26 Mart 2012 Pazartesi

Mahremiyetin Masumiyetsiz Sonu


MAHREMİYETİN MASUMİYETSİZ SONU
KENDİ KENDİNİ TÜKETEN KENT

"İyi bir soru en parlak yanıttan daha değerlidir."[1] Louis I. Kahn

YÖNTEM
Dışa kapalı konut yerleşmeleri, pek çok açıdan ele alınabilir. Bir felsefeci olarak ilkin, mimariye, felsefi bir gözle bakıp çeşitli kavramsallaştırmalarla ve bunlara dayanarak ileri sürülen hipotetik yargılarla kimi noktaları seçik hale getirip olgunun tartışılmasına katkıda bulunmayı amaçlamaktayım.

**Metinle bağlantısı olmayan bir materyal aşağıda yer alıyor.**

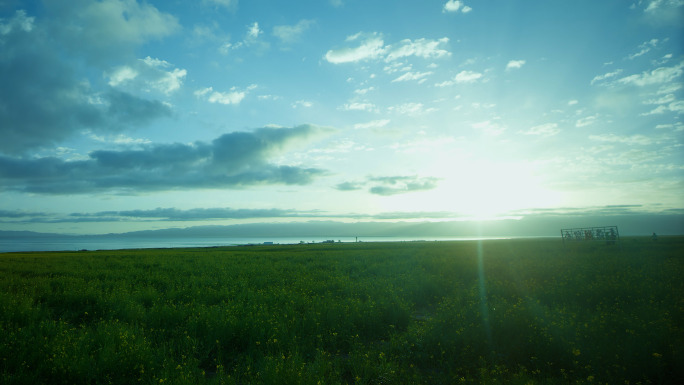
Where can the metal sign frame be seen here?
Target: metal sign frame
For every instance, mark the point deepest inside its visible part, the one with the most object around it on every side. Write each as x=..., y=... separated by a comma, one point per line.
x=609, y=234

İkinci olarak da dışa kapalı konut yerleşimlerine ya da sitelere, mimariye, kente ve kent sosyolojisine; yine, felsefi bir gözle bakıp çeşitli kavramsallaştırmalarla ele almaya ve bu kavramları tarihsel birer "özne" olarak kurup aktörü oldukları hayatı nasıl manipüle ettiklerini serimleyip görünür kılmaya gayret edeceğim.

Ben, buna, "eleştiri" ve "felsefe" sözcüklerinden yola çıkarak kavramsallaştırdığım "felsefeleştiri"[2] adını veriyorum. Dolayısıyla bildirim, kavramsallaştırmaya çalıştığım felsefeleştiri metodolojisine dayanmaktadır ve formel akademik ilkeleri ihmal etmektedir. Burada yapmaya çalışacağım şey, felsefeleştiri metodolojisiyle bir tür kent ontolojisi ve buna bağlı olarak da kent epistemolojisidir.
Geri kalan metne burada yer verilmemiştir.